Report: John Emery Jr.’s attorney set to file request to have the NCAA restore the LSU RB’s academic eligibility

LSU junior running back John Emery Jr., currently academically ineligible for the rest of the 2021 football season, has an attorney filing a request for “reconsideration based upon ‘new information’” in hopes of having Emery reinstated before the first SEC game Sept. 25 at Mississippi State.

The Advocate reported Emery and his family hired Alabama-based attorney Don Jackson, who successfully represented former LSU cornerback Kristian Fulton in Fulton’s NCAA case of tampering with a drug test. Fulton, who now starts for the NFL’s Tennessee Titans was reinstated in 2018, a year before the end of his scheduled two-year suspension.

“We’re optimistic that when information is provided, we’ll be able to get this decision reopened and hopefully have him on the field within the next two weeks,” Jackson told Advocate reporter Wilson Alexander.

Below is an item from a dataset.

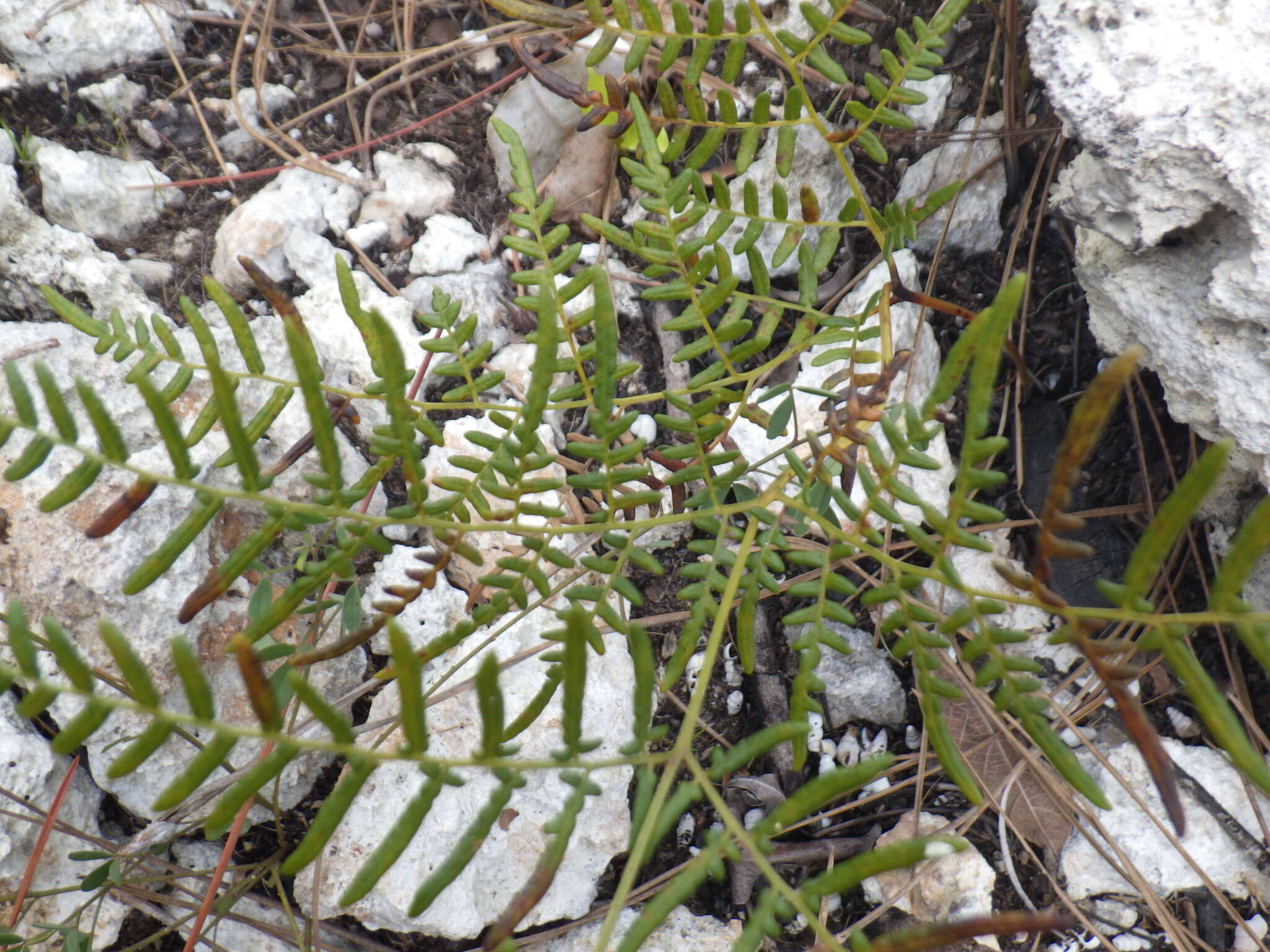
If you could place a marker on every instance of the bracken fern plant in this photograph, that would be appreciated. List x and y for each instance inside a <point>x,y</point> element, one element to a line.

Jackson said Emery has had extenuating circumstances over the past 18 months causing his academics to suffer. He lost his grandmother to cancer, his stepfather had a prolonged COVID-9 battle that put him in the hospital on a ventilator, his mother tested positive for the virus and LSU classes moved online because of the pandemic.

Emery tried to regain sufficient academic standing this summer and was an honor student. LSU attempted to get Emery a waiver because of his family’s hardships. The NCAA denied the request.

Emery’s family was informed of the NCAA decision last Friday, Jackson said.

“There are mitigating factors here that would contextualize his inability to satisfy those standards,” Jackson said. “And as a result of that, he should be afforded the opportunity to play this season. You can’t punish someone. It’s grossly unfair to punish a student athlete that’s undergone the difficulties that he’s undergone over the past 18 months.”